Enantioseparation of racemic bupivacaine via ultrasonic-assisted diastereomeric crystallization using 12,14-dinitrodehydroabietic acid
Ge, Li,Zhu, Yi,Qi, Yonghui,Chen, Yande,Yang, Kedi
, p. 256 - 261 (2019/02/05)
12,14-Dinitrodehydroabietic acid (12,14-dinitroDHAA), a chiral acid obtained by the nitration of optical dehydroabietic acid (DHAA), was successfully employed as resolving agent. The resolution of racemic bupivacaine by ultrasonic-assisted diastereomeric crystallization in ethanol was investigated. The results indicated that ultrasonic-assist can well facilitate resolution of (R,S)-bupivacaine and a higher enantiomeric excess (ee) and yield was obtained for (S)-bupivacaine, and while without ultrasound, the ee value decreases by increasing the crystallization time. A Box-Behnken experimental design with four factors (amount of 12,14-dinitroDHAA, ethanol amount, ultrasonic power and crystallization temperature) combined with response surface methodology (RSM) was applied to explore resolution effects.

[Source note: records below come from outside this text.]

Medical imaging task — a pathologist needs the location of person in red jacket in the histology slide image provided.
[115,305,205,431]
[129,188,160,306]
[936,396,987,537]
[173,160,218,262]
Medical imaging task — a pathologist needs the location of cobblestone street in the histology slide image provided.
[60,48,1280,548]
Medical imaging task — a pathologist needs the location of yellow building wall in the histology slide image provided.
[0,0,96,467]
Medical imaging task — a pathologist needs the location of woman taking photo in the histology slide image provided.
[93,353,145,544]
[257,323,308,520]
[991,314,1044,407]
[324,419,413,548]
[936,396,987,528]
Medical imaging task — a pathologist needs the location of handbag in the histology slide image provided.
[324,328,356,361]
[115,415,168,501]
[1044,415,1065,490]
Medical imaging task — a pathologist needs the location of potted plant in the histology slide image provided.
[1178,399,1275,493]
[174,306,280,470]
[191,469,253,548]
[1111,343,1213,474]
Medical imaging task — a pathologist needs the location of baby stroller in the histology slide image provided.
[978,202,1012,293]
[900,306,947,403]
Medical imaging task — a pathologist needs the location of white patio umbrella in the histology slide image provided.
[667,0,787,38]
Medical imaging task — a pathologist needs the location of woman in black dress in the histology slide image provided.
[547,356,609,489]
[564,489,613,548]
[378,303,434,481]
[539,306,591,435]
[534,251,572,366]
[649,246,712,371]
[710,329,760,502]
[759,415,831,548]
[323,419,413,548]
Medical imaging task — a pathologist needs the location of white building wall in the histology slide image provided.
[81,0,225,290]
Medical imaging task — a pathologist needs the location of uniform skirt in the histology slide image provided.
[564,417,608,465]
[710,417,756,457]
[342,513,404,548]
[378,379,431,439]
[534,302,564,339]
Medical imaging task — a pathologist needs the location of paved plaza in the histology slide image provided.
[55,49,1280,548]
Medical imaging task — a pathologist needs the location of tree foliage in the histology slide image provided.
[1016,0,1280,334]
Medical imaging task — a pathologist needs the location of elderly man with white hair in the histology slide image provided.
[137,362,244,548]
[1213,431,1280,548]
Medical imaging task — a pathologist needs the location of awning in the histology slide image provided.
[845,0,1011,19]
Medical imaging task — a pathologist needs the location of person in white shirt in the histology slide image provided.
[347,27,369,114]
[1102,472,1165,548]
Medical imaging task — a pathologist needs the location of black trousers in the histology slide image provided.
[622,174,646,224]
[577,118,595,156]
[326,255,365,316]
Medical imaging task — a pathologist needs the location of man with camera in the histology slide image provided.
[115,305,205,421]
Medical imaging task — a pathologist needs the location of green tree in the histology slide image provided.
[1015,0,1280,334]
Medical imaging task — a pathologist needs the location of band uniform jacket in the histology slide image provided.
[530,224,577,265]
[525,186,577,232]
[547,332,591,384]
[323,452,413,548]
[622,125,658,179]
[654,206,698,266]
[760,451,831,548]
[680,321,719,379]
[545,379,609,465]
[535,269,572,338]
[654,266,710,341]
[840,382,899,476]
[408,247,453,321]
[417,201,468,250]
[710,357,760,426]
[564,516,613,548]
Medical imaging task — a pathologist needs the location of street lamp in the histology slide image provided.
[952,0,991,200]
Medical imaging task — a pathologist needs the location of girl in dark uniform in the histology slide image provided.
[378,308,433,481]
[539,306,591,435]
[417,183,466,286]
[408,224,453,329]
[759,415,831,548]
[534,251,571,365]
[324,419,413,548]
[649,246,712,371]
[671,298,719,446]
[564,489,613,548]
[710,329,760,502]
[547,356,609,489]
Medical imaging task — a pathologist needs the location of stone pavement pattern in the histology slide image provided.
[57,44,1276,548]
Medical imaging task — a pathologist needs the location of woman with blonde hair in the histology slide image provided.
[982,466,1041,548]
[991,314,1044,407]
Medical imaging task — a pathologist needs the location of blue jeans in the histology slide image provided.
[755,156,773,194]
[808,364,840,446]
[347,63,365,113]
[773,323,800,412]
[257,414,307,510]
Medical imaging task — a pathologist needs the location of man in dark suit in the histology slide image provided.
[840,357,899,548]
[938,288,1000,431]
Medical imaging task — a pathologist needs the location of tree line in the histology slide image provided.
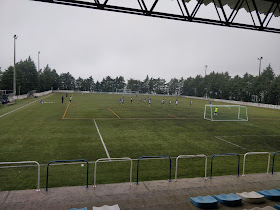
[0,57,280,105]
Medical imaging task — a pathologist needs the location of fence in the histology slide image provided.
[242,152,270,176]
[93,157,132,187]
[0,151,280,191]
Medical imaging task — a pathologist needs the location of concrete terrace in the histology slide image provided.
[0,173,280,209]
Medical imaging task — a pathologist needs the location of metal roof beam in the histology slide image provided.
[32,0,280,34]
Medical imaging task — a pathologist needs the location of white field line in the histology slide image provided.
[93,120,111,159]
[215,135,249,151]
[0,94,51,118]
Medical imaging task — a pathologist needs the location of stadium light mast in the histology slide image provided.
[258,57,263,76]
[38,51,40,72]
[13,35,18,96]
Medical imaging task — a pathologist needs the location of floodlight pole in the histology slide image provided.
[13,35,18,96]
[38,51,40,72]
[258,57,263,76]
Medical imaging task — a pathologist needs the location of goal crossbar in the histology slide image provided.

A second-order polynomial equation was adequate to model the relationship between the ee (or yield) and the dependent variables. When maintaining a lower limit of 90% for the yield of (S)-bupivacaine, the optimal resolution conditions by RSM were 12,14-dinitroDHAA/bupivacaine molar ratio of 1.6, solvent/propranolol ratio of 16.5 mL/g, 63.2 W ultrasonic power and crystallization temperature of 0 °C, respectively. Under the optimal conditions, the experimental ee and yield of (S)-bupivacaine were 69.8% and 87.5%.